SAS University Edition

Apart for being made available free of charge, SAS University Edition is very different from its predecessor, SAS Learning Edition. After all, things have moved along since the last decade and SAS has its SAS Analytics U (for University, I presume) community now and that may explain the name though there is a wider focus on established university teaching too. Even long term SAS users like me can be called learners too so we get allowed in as well.

Firstly, it works in a very different way since you no longer are installing SAS software like you would with Microsoft Office or Adobe Photoshop. To work, it needs you to have one of Oracle VirtualBox (4.3.12 is preferred at the time of writing), VMware Player or VMware Fusion because what you are getting is a virtual machine.

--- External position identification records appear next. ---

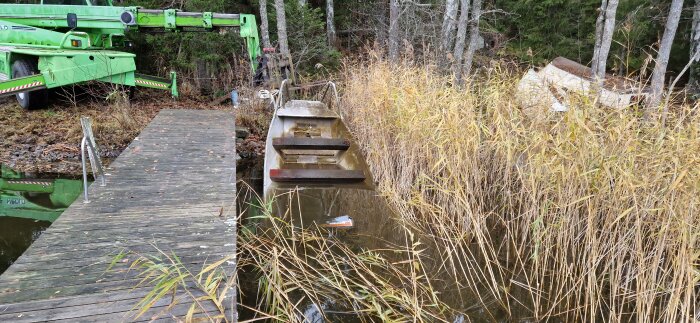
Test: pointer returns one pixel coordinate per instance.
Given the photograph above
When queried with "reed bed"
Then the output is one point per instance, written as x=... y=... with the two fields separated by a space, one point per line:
x=586 y=215
x=306 y=274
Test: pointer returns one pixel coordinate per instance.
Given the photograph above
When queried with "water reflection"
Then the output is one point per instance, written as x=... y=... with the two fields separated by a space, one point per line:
x=28 y=205
x=16 y=235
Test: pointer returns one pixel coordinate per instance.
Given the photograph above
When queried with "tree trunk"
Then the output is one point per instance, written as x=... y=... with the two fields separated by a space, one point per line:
x=659 y=74
x=264 y=26
x=282 y=28
x=449 y=24
x=604 y=36
x=693 y=81
x=600 y=21
x=461 y=40
x=394 y=30
x=473 y=35
x=330 y=25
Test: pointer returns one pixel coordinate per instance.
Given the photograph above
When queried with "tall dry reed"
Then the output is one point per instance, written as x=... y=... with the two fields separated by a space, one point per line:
x=586 y=215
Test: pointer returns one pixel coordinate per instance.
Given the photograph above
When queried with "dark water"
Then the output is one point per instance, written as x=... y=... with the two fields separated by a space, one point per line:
x=29 y=203
x=16 y=235
x=375 y=227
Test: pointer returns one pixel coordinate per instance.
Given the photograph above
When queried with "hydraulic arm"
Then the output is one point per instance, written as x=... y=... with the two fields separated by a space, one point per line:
x=50 y=45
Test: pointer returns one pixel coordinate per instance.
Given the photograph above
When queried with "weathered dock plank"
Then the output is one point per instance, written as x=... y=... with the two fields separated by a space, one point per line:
x=172 y=189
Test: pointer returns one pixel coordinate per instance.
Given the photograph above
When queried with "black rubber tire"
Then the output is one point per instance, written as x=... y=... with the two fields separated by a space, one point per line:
x=30 y=100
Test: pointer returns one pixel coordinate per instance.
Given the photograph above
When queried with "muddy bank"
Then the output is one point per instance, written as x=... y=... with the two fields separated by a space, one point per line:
x=48 y=141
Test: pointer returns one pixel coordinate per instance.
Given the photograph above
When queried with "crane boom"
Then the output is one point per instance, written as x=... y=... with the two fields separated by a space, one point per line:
x=69 y=44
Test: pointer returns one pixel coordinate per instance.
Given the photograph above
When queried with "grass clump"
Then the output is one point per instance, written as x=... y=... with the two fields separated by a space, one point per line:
x=588 y=215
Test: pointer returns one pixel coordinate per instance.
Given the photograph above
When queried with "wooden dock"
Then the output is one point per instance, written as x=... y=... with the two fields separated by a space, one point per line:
x=172 y=189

For those unfamiliar with such things, SAS has Quick Start guides for each:

VirtualBox

VMware Player

VMware Fusion

The available VM’s are built around Linux in that 64-bit Red Hat Enterprise Linux is installed in there with SAS running as a service on top of it. In fact, the virtual runs solely as a server with just a screen informing you of the IP address that you need to load in your web browser of choice. That reveals another break with the past with SAS Studio being used in place of Enterprise Guide or the SAS DMS. While all the processing happens within the virtual machine, it is possible to store files on your own host operating system’s file system using by setting up a shared folder called myfolders that points to where you want it and that SAS Studio can use.

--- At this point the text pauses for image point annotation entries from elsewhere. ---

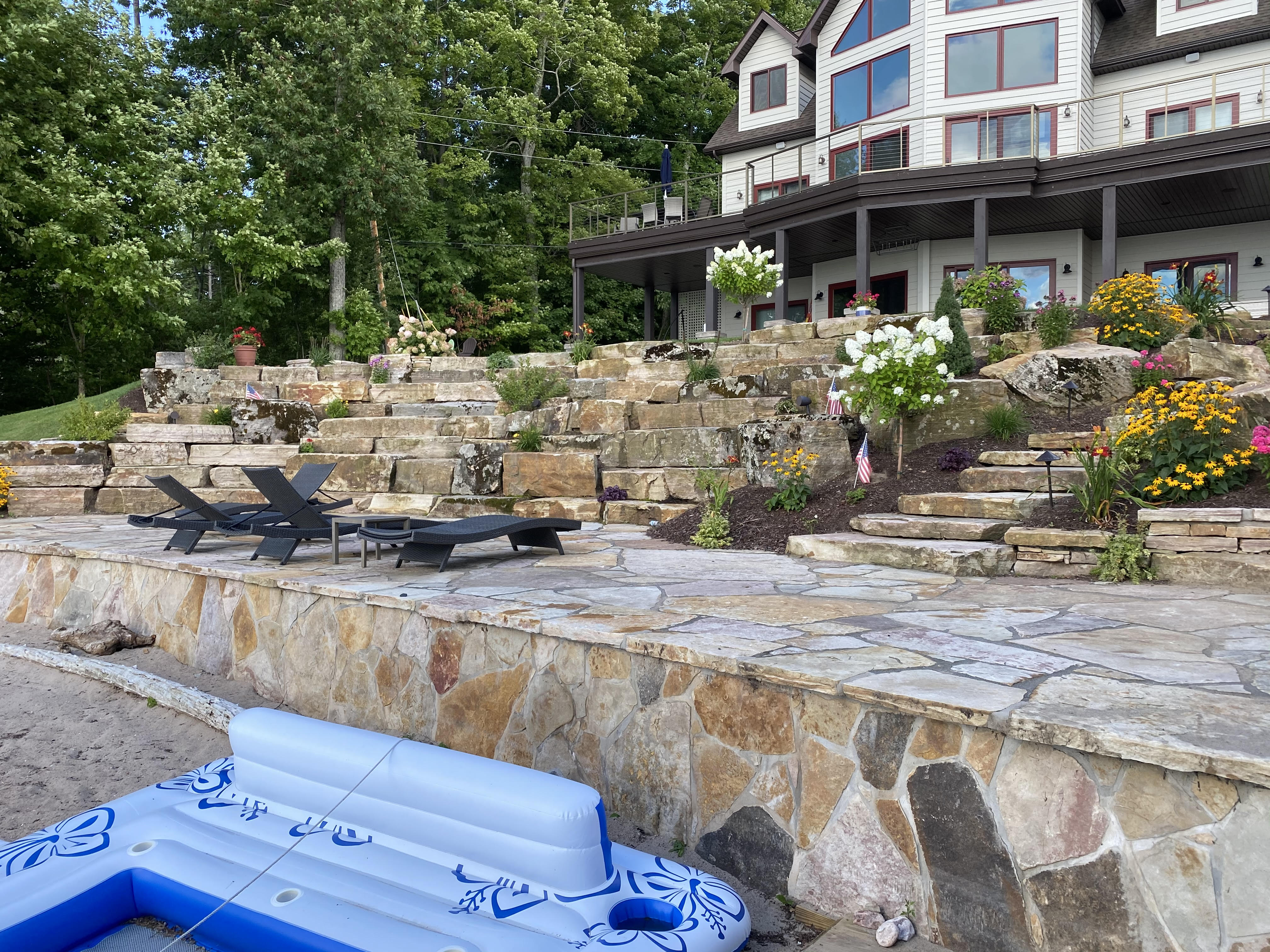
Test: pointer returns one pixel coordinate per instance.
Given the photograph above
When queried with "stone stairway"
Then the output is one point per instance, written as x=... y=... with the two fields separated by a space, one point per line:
x=962 y=532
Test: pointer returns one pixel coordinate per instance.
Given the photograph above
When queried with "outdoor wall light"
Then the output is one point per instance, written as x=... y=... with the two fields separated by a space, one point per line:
x=1071 y=388
x=1048 y=459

The use of virtualisation to roll out a local SAS server that makes SAS Studio available is neat and means that you do not need to run Microsoft Windows on a PC as was the case with SAS Learning Edition. Mac OS X and Linux are possibilities and I use the latter at home so this is a very good thing. Furthermore, there are installation guide for each supported operating system:

Linux

OS X

OS X

The version of SAS that you get is 9.4 and it is licensed until the middle of June 2015 with a 45 day grace period taking you as far as the end of July. Along with Base SAS, you also get SAS/STAT, SAS/IML, SAS/Secure 168-bit, SAS/ACCESS Interface to PC Files, SAS/ACCESS Interface to ODBC, SAS/IML Studio, SAS Workspace Server for Local Access, SAS Workspace Server for Enterprise Access and High Performance Suite. SAS/Graph is absent but new statistical graphics procedures like SGPLOT and SGPANEL are there so graph creation possibilities should be covered anyway.

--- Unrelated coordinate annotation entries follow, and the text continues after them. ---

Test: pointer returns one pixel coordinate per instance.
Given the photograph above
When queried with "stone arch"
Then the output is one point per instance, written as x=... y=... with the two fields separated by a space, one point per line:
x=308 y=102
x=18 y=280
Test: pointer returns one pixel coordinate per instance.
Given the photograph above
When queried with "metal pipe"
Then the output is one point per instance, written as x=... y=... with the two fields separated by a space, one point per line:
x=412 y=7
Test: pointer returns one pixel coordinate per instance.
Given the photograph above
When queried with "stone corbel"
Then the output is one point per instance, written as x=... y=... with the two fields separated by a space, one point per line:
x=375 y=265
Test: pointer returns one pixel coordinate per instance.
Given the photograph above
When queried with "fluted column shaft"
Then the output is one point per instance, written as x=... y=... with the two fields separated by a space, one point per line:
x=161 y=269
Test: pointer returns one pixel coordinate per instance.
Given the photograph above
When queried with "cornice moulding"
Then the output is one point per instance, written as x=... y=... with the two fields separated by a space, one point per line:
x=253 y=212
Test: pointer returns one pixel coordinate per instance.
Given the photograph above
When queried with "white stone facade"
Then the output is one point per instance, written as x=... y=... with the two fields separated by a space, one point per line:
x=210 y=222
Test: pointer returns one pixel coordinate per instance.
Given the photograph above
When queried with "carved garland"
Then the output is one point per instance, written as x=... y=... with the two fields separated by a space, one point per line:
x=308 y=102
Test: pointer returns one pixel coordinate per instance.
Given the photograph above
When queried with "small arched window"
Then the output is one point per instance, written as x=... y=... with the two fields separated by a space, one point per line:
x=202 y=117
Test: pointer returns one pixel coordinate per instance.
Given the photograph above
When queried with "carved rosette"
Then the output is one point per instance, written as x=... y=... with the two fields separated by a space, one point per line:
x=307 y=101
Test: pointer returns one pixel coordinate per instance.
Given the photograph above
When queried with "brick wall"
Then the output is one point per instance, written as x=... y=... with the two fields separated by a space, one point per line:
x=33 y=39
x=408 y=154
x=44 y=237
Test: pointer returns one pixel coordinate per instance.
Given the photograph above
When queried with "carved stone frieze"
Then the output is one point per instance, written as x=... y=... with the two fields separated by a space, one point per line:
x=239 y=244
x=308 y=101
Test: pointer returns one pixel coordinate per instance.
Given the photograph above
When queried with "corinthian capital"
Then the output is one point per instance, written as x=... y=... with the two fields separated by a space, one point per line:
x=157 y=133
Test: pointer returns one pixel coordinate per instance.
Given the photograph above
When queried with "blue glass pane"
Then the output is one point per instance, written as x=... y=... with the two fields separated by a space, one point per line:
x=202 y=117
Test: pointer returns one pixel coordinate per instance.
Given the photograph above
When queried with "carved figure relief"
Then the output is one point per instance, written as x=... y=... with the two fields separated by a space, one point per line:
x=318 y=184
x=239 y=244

All in all, SAS University Edition looks a snazzy arrangement and I plan to explore what is offered. SAS Studio is a new to me but there are enough recognisable features to help me settle in with it and it would merit an entry of its own on here. In fact, SAS has some video tutorials on their YouTube channel that show off some of its capabilities and the new tool certainly carries over from both Enterprise Guide and the more traditional DMS interface.

Speaking of blogging, SAS has an entry on one of the theirs that it has called Free SAS Software for students!, which is another introduction to SAS University Edition. Other (non-blog) articles include Get Started With SAS® University Edition along with a useful FAQ.